Could any one tell me how to adjust the boost on my pulsar gtir (the boost is runing off the scale!!!!) ive been told to turn it down by the company i got my new turbo off other wise it will blow my shiny new turbo up?????? THE car is standard..... So i dont think my boost should be going off the scale at 2 1/2 thousand revs!!!! ????


----------



## chimmike (Oct 17, 2002)

are you using any kind of wastegate????????!!!!!!!!!


----------



## nz_aj (Nov 19, 2003)

Are you measuring the boost pressure before or after the throttle?
Have you connected the wastegate properly?
Are you using a bleedvalve? Is this turned up too much?
AJ


----------



## javierb14 (Jul 9, 2002)

what gauge are you using?


----------



## rkeith (Jan 12, 2003)

why should you be asking this question if you have a GTI-R??


----------



## 0341TODD (Nov 15, 2003)

b/c its got 270 bhp dumbass--lol, thats what the forums are for


----------



## rkeith (Jan 12, 2003)

I know what the engine is, man but if someones rollin around with that much power and technology in their hands, dont you think they should atleast know what it does and how to properly use/maintain it??? Just a thought...


----------



## chimmike (Oct 17, 2002)

rkeith said:


> I know what the engine is, man but if someones rollin around with that much power and technology in their hands, dont you think they should atleast know what it does and how to properly use/maintain it??? Just a thought...


exactly why I posted what I did.


----------



## nz_aj (Nov 19, 2003)

A 3" exhaust & up the boost to around 15psi & it should make that sort of power at the flywheel. Hardly extreme mods.


----------



## 270bhp GTI-R (Nov 28, 2003)

its running that much pressure its blown the engine twice and the turbo once, now ive bought it and dont want to blow it, the dump valve is great at stand still but as soon as you drive it its blowing off all the time, ive just fitted a bleed valve to the t-piece connecting the actuator to the solenoid and the vacum of the dump valve but fully closed and fully open on the valve doesnt make any differance, is it connected properly...? has anyone else got a pulsar with the standard mmHg gauge and what does theirs read...?


----------



## chimmike (Oct 17, 2002)

270bhp GTI-R said:


> its running that much pressure its blown the engine twice and the turbo once, now ive bought it and dont want to blow it, the dump valve is great at stand still but as soon as you drive it its blowing off all the time, ive just fitted a bleed valve to the t-piece connecting the actuator to the solenoid and the vacum of the dump valve but fully closed and fully open on the valve doesnt make any differance, is it connected properly...? has anyone else got a pulsar with the standard mmHg gauge and what does theirs read...?



sounds to me like you don't have a damn clue what you're doing.
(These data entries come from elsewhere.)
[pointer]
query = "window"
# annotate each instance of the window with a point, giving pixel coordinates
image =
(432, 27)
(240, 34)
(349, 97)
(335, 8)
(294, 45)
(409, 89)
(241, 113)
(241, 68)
Take it to a shop. Professionals. Pay to fix it.


----------



## 270bhp GTI-R (Nov 28, 2003)

your damn right, The person who serviced it got two pipes around the wrong way, the one from the intercooler was switched with the one from the dump valve thus not opening the wastegate. problem solved. does anyone know how much psi the standard t28 turbo can handle i was told 1 bar or 14 psi is that right?


----------



## jbanach77 (Jun 11, 2002)

i drove mine at 1 bar daily, but when racing at 22psi.


----------